My latest post is on Urban Indy. It comes with the local news (WISH-TV) announcement that it has now been five years since Indianapolis grocery store chain Marsh Supermarkets closed all of its 44 remaining locations, having been run by private equity firm Sun Capital for the last 15 years. The chain, a staple of Indiana and eastern Ohio since the 1930s and formerly known as an innovator, stumbled heavily in its last two decades, dropping from about 100 locations (and a few acquisitions/spinoffs) to fewer than 50. While the much-heralded 2014 opening of the downtown Indianapolis Marsh suggested a possible reversal of fortunes, most of us saw the writing on the wall: this company was floundering. The majority of its locations were small, outdated, and run down. The company was so stuck in a rut that, just a few years before it closed, I bought a box of wholesale brand cereal from a Marsh, and the back of the box looked like this:

That’s right. The Internet and How It Works on a product sold in 2015. It should come as no surprise, then, that the WISH-TV article noted how about half of the Marsh locations haven’t found a buyer, or they sit in limbo under new ownership. (At least a few of those instances, the new owner is Kroger. Who has mothballed its own properties.)
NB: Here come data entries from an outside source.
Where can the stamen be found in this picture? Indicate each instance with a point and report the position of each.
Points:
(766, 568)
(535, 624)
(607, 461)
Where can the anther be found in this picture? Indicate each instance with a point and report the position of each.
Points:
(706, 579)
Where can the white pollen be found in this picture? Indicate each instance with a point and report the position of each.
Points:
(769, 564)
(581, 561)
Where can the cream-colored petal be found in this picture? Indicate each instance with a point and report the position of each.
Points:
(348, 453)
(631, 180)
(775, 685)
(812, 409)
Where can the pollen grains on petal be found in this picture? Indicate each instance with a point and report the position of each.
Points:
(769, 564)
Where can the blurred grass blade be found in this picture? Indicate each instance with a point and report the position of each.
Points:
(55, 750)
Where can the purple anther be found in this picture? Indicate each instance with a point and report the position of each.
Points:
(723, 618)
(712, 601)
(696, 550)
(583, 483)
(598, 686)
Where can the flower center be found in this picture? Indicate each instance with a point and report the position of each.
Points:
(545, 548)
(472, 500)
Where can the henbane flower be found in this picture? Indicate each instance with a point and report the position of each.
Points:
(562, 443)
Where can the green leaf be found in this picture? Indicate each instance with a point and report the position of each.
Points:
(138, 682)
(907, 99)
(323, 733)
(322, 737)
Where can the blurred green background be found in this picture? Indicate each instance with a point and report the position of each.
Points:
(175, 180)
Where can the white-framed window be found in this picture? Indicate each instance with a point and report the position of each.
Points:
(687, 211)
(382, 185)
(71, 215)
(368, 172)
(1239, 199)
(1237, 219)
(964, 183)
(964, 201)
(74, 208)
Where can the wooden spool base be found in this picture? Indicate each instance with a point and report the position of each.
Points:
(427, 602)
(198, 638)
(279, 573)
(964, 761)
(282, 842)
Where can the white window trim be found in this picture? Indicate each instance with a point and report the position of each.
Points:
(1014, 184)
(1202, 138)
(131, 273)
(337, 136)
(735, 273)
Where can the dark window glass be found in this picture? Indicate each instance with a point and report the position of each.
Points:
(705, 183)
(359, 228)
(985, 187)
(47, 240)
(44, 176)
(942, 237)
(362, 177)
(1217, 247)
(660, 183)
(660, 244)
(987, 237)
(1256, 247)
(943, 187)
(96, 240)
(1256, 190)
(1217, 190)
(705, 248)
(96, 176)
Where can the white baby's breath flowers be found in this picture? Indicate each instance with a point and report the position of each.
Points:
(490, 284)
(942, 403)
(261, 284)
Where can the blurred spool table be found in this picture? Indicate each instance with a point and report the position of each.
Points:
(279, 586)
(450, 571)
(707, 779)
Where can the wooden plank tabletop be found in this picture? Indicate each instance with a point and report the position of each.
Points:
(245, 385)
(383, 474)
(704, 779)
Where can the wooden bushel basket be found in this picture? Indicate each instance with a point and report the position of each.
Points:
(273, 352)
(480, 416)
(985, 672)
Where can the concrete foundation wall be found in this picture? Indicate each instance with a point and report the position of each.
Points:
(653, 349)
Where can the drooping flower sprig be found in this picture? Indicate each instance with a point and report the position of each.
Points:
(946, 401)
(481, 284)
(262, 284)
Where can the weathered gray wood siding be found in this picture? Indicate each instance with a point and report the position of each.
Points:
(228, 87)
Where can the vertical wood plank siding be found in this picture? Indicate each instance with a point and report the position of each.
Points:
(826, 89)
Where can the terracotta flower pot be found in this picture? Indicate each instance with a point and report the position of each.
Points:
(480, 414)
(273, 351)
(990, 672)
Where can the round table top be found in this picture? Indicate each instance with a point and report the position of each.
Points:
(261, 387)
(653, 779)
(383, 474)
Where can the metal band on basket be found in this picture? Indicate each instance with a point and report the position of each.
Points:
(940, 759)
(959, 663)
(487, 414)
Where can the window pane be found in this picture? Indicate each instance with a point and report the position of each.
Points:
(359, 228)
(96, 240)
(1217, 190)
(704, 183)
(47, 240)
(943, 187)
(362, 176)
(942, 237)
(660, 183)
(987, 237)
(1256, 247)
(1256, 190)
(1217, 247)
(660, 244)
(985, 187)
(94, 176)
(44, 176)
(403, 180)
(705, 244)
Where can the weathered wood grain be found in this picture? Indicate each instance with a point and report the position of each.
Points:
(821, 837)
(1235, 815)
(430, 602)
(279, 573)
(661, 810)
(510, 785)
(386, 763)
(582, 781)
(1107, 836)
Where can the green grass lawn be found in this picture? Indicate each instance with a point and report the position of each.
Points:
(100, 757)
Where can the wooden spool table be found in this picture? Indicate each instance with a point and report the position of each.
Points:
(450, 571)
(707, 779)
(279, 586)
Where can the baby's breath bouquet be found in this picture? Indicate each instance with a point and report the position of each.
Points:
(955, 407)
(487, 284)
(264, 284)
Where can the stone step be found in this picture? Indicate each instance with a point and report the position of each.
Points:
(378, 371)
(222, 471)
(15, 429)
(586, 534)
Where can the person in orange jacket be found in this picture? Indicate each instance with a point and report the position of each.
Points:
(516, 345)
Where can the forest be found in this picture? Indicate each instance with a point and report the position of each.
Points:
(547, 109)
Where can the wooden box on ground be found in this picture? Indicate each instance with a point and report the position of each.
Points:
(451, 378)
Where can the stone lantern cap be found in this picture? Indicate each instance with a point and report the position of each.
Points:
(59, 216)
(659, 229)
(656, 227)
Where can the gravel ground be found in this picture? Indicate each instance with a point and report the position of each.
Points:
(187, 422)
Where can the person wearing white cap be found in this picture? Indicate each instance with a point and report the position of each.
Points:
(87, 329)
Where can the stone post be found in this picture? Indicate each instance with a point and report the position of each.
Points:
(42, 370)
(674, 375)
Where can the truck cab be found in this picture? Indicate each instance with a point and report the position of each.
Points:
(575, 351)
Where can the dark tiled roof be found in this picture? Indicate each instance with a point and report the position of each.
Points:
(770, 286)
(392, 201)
Speaking of Kroger, it became the dominant grocery presence in Indianapolis quite some time before Marsh fully closed. But what was its strategy at staying modern? The answer: opening and shuttering locations, often in a surprisingly short period of time. For example, the Kroger close to where I grew up, on the south side of Indy (near the suburb of Greenwood), has had FOUR SITES just north of the Greenwood Park Mall since I was a kid:



Those were just the locations growing up. It found a new one (number four) just a few years ago. If you think Kroger has finally found a place where it’ll stay put, I have a pedestrian bridge in Springfield, Missouri to sell you. In the meantime, it’s worth exploring why this strategy has made Cincinnati-based Kroger not just the dominant grocery store chain not just in the Midwest, but in a good part of the country: it’s the nation’s third largest retailer behind Amazon and Walmart. I covered Fred Meyer, its Pacific Northwest operation, just a few weeks ago. Basically, Kroger has done what Marsh ultimately failed to do: make strategic decisions with its real estate portfolio that align with shifting customer tastes. And these decisions often preclude upgrading an existing structure, living the old Krogers as castaways for other, smaller companies to pick up.
Oh well–at least it’s still a fully functional grocery store. Learn all about the details at Urban Indy, then offer your own commentary wherever you like.
5 thoughts on “Memories of Marsh Supermarkets: Kroger tries (half-heartedly) to fill the void of a once-mighty chain.”
“Marsh Supermarkets closed all of its 44 remaining locations, having been run into the ground by private equity firm Sun Capital”
Fixed it for you. 🙂
Marsh always owned its real estate, and just about the first thing Sun did was a massive sale/leaseback. They took cash out and saddled those smaller stores with big rents.
I think Kroger went the opposite direction: back in the day, I believe they leased space from shopping center owners. Then they realized they could control things better by owning their spaces. So that might account for the constant moves in Greenwood…as leases expired, they moved on. Or sold the property to the owner of the adjacent inline stores, or to a REIT.
Over the past 5-10 years they’ve been building superstores right across the street from existing stores, as at Emerson and County Line. In that case they sold the old store to a local investor. Kroger’s strategy hasn’t been all that different from CVS and Walgreens moving from leased spaces in strips to freestanding corner stores.
Yes, Kroger (the surviving, successful chain) may have prevailed in part because it reoriented its tenure among its portfolio every 10 or so year. Of course, they could only achieve this if they didn’t overcommit themselves to exclusively corporate-owned locations as Marsh apparently did. I really don’t know if Marsh was running on empty until a year or two before the Sun Capital acquisition. After all, as recently as 2005 they were looking to expand to Chicagoland. Was that a hail-Mary effort, and did that venture flop so wholeheartedly that Don Marsh sought a buyer just a year later? It sure seems like his heart wasn’t in it anymore by the mid/late 1990s.
The analogy to Walgreens/CVS seems fitting.
There was a Marsh where I grew up in Troy (as well as Kroger and later a Meijer). Everything always felt outdated there.
Sounds about right. Welcome to the lucrative world of venture capital. When a once-capable executive loses his touch, he sells to Sun Capital and they wring whatever life is left out of the real estate. Then collapse the company. Rinse and repeat.
loses his touch, or directs it elsewhere.